Pennsylvania courts don’t have to listen to the US Supreme Court
-DID YOU KNOW?-
By Tara Yilmaz
→ Did you know that Pennsylvania courts don't have to listen to the United States Supreme Court of the United States Constitution?
“The judicial Power of the United States shall be vested in one supreme Court," United States Constitution Article III (3): Section 1
→ Did you know most Americans understand the United States Supreme Court as the highest court in the land? Whether they read the historic Pennsylvania Constitution or not, it's rational for people to expect judges to follow the nine Supreme Court Justices' directions. But the Pennsylvania Supreme Court explained in its 1998 decision in Commonwealth v. Chad Franciscus our state courts aren't bound to those rulings. According to the Franciscus case law, Pennsylvania courts can follow federal rulings but if they choose to they are; “free to reject the conclusion of the U.S. Supreme Court." Instead, Pennsylvania courts are mandated to base their rulings on the logic of the Pennsylvania Supreme Court.
→ Did you know all state judges are sworn to uphold the U.S. Constitution?

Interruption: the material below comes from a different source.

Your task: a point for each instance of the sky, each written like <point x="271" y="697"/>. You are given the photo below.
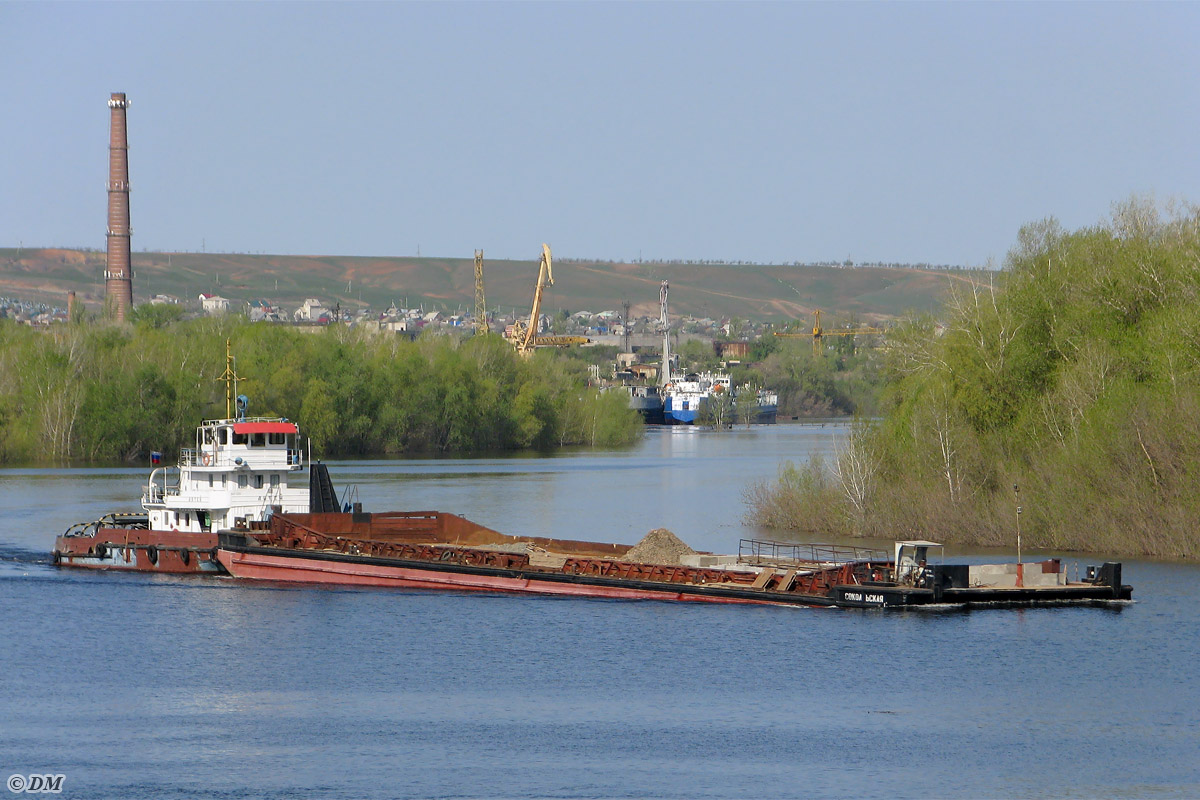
<point x="767" y="132"/>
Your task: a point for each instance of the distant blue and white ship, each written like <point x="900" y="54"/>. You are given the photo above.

The judges swore to fulfill an obligation to the Pennsylvania Constitution Article VI (6): Section 3. Franciscus ruling states, “Even where the text of the provisions of the state and federal constitutions are similar or identical, the appellate courts are not bound to interpret them as if they were mirror images." In short, the Pennsylvania Supreme Court instructed its subordinate courts to pay primary attention to the state constitution even when provisions in both documents have the exact privileges and protections. Litigants must therefore raise claims of the Pennsylvania Constitution to become eligible for relief in either state civil or criminal courts.
→ Did you know in 1996, Congress enacted former President Bill Clinton's Antiterrorism and Effective Death Penalty Act (AEDPA) in response to the previous year's Oklahoma City bombing. The new law was sold as the solution to national cries of prolonged waits for executions in criminal cases. However, that legislation had little ability to deter terrorist attacks or shorten the number of time prisoners spend on death row before they're executed. But the AEDPA did remove most of the power federal courts had to correct bad rulings in state criminal cases which have nothing to do with terrorism or death row. Which is how the Pennsylvania Supreme Court could legally bound state courts to the Constitution of this Commonwealth and not the Constitution of the United States.
Without much federal oversight in appeals, prisoners who would otherwise prove their innocence have difficulty securing relief because of the AEDPA. As a result, justice varies from state to state. In the state of Pennsylvania, justice is defined by each district or even county where a person is accused of a crime. Since the passing of the AEDPA Pennsylvania court decisions have strayed far away from national standards, puzzling litigants who understand those provisions of the United States Constitution because they filed claims in other places.
→ Did you know confusion is highlighted in the case of Terrance Lewis, a Philadelphia teenager who was convicted of second-degree murder? Terrance Lewis was sentenced to life imprisonment in 1999 as a youth. After unsuccessful appeals in state courts, Lewis maintained his innocence and appealed the conviction to Federal Magistrate Judge Berle M. Schiller in 2010. When a hearing concluded, Judge Schiller declared Lewis had proven his innocence but would die behind bars due to lack of jurisdiction to overturn the conviction of Pennsylvania courts. Stunned by that decision, Lewis appealed to the United States Court of Appeal for the Third Circuit (in which Pennsylvania is theoretically under). In 2011, the Circuit Court of three judges upheld Judge Schiller's ruling even though he was innocent of the crime. The United States Supreme Court ultimately denied an appellate review of the case. But Lewis was eventually released from prison in 2019 after the Pennsylvania Supreme Court ruled that defendants sentenced to life imprisonment as juveniles had to receive new sentences.
→ Did you know many of the politicians who were proponents of the AEDPA in the 1990s now admit that it was a failure, including President Joe Biden, who was a senator at the time of passage? Although states have the right to set up their own laws, they must coincide with the United States Constitution. Otherwise, state governments will erroneously believe they are individual countries, a debate settled in 1865 when the U.S. Civil War ended. Resolving the AEDPA will immediately prevent bad judicial decisions because federal courts will once again have the authority to correct rogue courts such as the one that robbed teenage Lewis of two decades of freedom.